Launched in New York last October, the company relied on the assumption that the US$70m worth of capital would allow it to weather the loss-making storm until "market conditions" improved.

No such luck. Despite the fact that the site proved extremely popular with consumers, building a 70,000-strong base of regular users, with each order worth an average of US$40, Urbanfetch.com still made huge losses. And these are now unsustainable.

Analysts have long predicted that the high costs of fast delivery would mean that such companies would struggle to make profits, and many have realised this, curbing expansion plans or attempting to restructure to focus on providing for business customers alone.

Edinburgh and Glasgow's In60.com is delaying launches in other cities for the time being, Koobuycity.com is attempting to restrict its Parisian role to that of business courier.

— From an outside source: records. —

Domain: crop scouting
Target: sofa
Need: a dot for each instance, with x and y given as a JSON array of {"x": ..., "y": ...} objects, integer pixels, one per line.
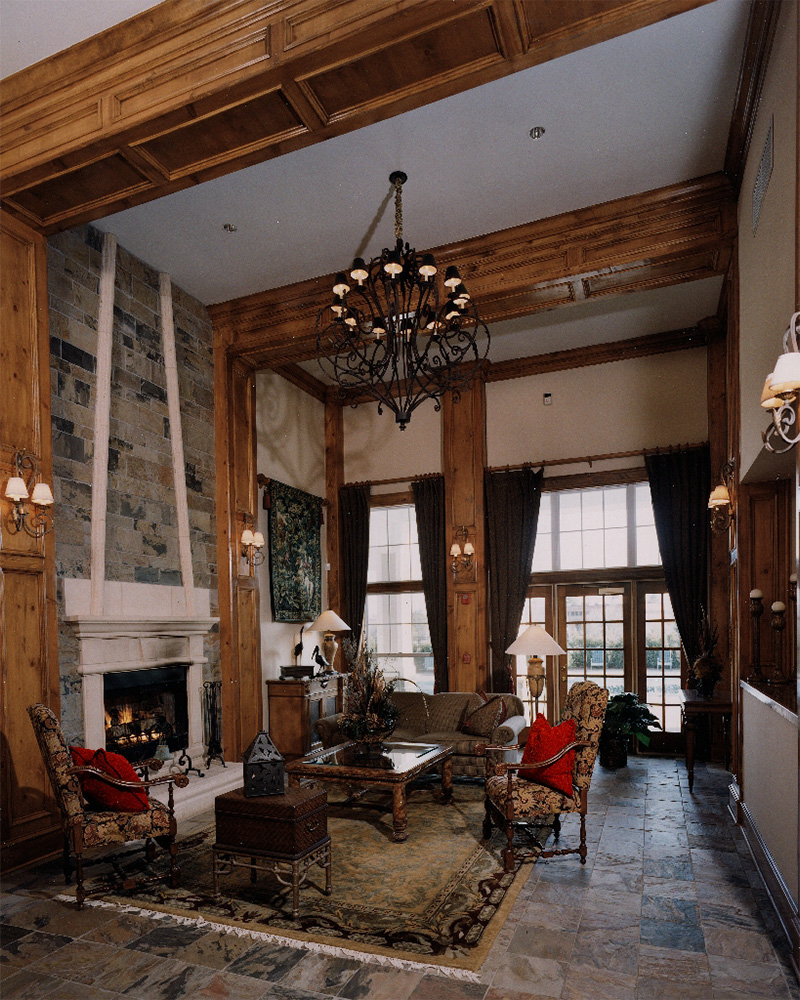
[{"x": 459, "y": 718}]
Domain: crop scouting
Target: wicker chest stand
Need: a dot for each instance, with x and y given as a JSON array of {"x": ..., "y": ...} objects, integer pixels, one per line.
[{"x": 282, "y": 834}]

Kozmo.com, the main rival of Urbanfetch.com, has similarly suffered from a lack of investor support. Having been forced to lay off 10% of its workforce, and cancel plans for expansion into 11 US cities and floatation on the stock market, talks of a merger between the two market leaders reached an acrimonious stalemate. In March, Kozmo.com reported losses totalling US$26.4m, on revenues of only US$3.5m, but since then both companies have declined to comment on their finances.

Urbanfetch.com had outlined ambitious plans for expansion. Upon arriving in London, company president Andrew Tsai had expressed confidence that the convenience of the service would secure its success, but in this, it seems, he also pre-empted its downfall.

CEO of the company, Ross Stevens, stressed that he was proud of the efforts of Urbanfetch.com in the realm of consumer "e-gratification." From now on, however, the company will be focusing on the business courier wing, which already more profitable than the revenues of the consumer ventures in New York and London put together.